The key with other games of this ilk, like Destiny, is that addictive core gameplay loop. It is key to the longevity of games-as-service titles. Do a mission and shoot some things, get some loot as a reward, upgrade your character, and go out and do more missions with harder things. It’s why people play Destiny or Monster Hunter forever. That gameplay loop is tight.
If you look at Anthem, however, that gameplay loop is barely there. And the problem with this seems to be systemic, and something which was going wrong from the outset. As one former BioWare developer said, “I think most people on the team felt like we didn’t know exactly what the game was or what it was supposed to be because it kept changing so much.” Without that clear understanding of Anthem’s loop, it was inevitable that it wouldn’t exist.
With that in mind, the question would be to the future. All that is in the past and can’t be helped. So how has everything post-launch looked at BioWare? Not good. No matter what they’ve tried, BioWare hasn’t done much to revive interest in the game. It also doesn’t look like the studio is at its healthiest. The best place to see these signs is the notable BioWare departures since launch.
Head producer of the game Ben Irving announced he was leaving in August 2019. Just a month and a half after promising to fix Anthem, head of live services Chad Robertson also announced that he was leaving in October 2019. From the outside, it looks like a lot of fed-up staff are jumping ship, and quite rightly.

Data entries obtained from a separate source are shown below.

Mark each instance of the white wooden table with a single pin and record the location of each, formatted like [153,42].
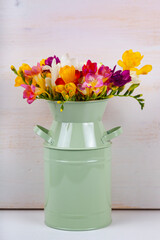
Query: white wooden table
[126,225]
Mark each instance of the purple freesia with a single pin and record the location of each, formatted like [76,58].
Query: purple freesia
[49,60]
[120,78]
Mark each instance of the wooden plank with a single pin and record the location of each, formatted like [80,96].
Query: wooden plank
[101,31]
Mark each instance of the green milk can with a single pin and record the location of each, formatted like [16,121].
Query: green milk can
[77,162]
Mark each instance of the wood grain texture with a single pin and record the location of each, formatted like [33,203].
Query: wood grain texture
[99,30]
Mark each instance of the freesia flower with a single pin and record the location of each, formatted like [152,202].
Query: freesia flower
[68,90]
[49,60]
[59,81]
[54,71]
[89,68]
[42,62]
[92,83]
[67,73]
[66,60]
[29,93]
[106,72]
[34,71]
[19,81]
[131,60]
[120,78]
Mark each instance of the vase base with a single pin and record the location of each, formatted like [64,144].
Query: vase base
[77,224]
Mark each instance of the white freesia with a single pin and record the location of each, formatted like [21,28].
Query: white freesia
[134,77]
[66,60]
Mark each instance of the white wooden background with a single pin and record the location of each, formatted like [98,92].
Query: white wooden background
[100,30]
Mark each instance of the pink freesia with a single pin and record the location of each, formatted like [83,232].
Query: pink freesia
[34,71]
[89,68]
[92,81]
[29,93]
[106,72]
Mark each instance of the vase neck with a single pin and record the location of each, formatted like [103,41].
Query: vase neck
[89,111]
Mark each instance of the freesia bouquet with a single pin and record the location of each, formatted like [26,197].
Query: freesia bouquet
[67,80]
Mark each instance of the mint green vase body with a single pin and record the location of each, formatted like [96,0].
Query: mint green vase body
[77,160]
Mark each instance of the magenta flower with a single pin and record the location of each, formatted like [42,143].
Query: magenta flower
[105,72]
[34,70]
[29,93]
[89,68]
[120,78]
[93,82]
[49,60]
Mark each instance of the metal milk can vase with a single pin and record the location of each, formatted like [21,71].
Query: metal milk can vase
[77,160]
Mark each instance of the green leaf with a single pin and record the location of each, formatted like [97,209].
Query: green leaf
[126,93]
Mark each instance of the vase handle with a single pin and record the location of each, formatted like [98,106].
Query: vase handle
[112,133]
[43,133]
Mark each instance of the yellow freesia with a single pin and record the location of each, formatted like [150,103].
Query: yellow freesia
[67,73]
[131,60]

However, a few weeks ago, we got the news from Christian Dailey that he would be heading-up a 30-person ‘Anthem incubation team’ over at BioWare, with the hope of saving the almost-dead game. His post was lovely, personal, and low-key — all very good signs! No big promises, other than that they were working on it. He also made it clear that this would be a slow process, as the team was only ‘starting to validate [their] design hypotheses.’ So we won’t see anything any time soon.

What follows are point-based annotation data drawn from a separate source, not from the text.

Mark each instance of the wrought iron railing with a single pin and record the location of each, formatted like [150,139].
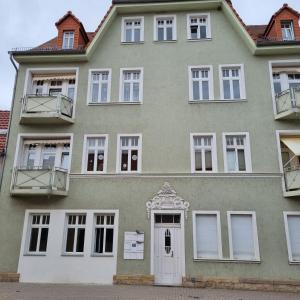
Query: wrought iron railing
[45,103]
[39,178]
[287,100]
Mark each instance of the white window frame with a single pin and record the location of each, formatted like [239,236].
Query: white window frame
[286,214]
[28,81]
[205,15]
[213,152]
[123,27]
[76,226]
[90,86]
[118,160]
[247,151]
[155,28]
[210,82]
[85,153]
[66,44]
[28,234]
[203,212]
[242,81]
[254,231]
[141,82]
[105,226]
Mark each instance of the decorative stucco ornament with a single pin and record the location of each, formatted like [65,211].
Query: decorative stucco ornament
[166,198]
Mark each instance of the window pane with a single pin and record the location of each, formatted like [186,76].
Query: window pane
[33,239]
[231,160]
[124,160]
[198,161]
[80,240]
[241,159]
[242,237]
[134,160]
[90,162]
[196,92]
[109,240]
[205,90]
[43,239]
[70,239]
[236,89]
[104,92]
[169,33]
[136,89]
[100,161]
[203,32]
[126,91]
[160,34]
[99,240]
[294,233]
[208,160]
[226,87]
[207,236]
[137,35]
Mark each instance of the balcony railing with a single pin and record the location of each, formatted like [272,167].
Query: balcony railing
[45,106]
[288,104]
[39,181]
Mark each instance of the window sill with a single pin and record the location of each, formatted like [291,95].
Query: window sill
[222,260]
[200,40]
[216,101]
[133,43]
[114,103]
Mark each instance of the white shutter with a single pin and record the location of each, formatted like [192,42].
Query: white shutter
[294,233]
[242,237]
[207,236]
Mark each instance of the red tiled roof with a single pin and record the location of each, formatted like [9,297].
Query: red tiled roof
[4,122]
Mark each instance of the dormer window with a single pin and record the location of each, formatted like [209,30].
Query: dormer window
[68,40]
[287,31]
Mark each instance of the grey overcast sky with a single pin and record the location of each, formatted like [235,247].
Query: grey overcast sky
[27,23]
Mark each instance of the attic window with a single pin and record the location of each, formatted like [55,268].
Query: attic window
[287,31]
[68,40]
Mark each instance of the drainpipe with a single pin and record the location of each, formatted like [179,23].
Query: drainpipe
[10,115]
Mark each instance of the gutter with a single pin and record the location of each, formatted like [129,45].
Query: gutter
[10,115]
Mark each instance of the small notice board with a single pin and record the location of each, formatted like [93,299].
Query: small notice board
[134,245]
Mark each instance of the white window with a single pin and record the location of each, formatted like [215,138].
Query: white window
[207,235]
[46,154]
[131,85]
[100,85]
[201,83]
[104,231]
[243,239]
[165,28]
[198,26]
[38,233]
[203,152]
[232,83]
[95,154]
[75,233]
[292,230]
[133,29]
[237,156]
[129,153]
[68,40]
[287,31]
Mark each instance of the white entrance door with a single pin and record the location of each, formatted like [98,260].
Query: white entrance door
[167,250]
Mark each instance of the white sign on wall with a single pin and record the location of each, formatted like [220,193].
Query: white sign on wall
[134,245]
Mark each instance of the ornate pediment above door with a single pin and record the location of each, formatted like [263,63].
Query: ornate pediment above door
[166,199]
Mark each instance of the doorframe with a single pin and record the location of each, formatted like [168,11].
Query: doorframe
[167,212]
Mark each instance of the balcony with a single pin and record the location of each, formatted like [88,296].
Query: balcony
[288,104]
[39,182]
[292,181]
[47,109]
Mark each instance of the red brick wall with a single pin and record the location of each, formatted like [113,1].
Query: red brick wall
[285,15]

With such deep-rooted issues that started almost a decade ago, at the beginning of Anthem’s development, Dailey and his team have a monstrous task ahead of them. They are also an incredibly small team. Whether Anthem can have a No Man’s Sky moment may be unclear, but it isn’t looking at all exciting. If anything, it seems unlikely that Anthem will, and BioWare clearly isn’t putting their full force behind saving it.
I like the idea of BioWare moving on and focusing on their beloved franchises like Dragon Age and Mass Effect. But I also like the idea of Anthem becoming a good game. I just can’t imagine, with a team this small and a task so large, that they will actually be able to do it. I sure would like to be proven wrong.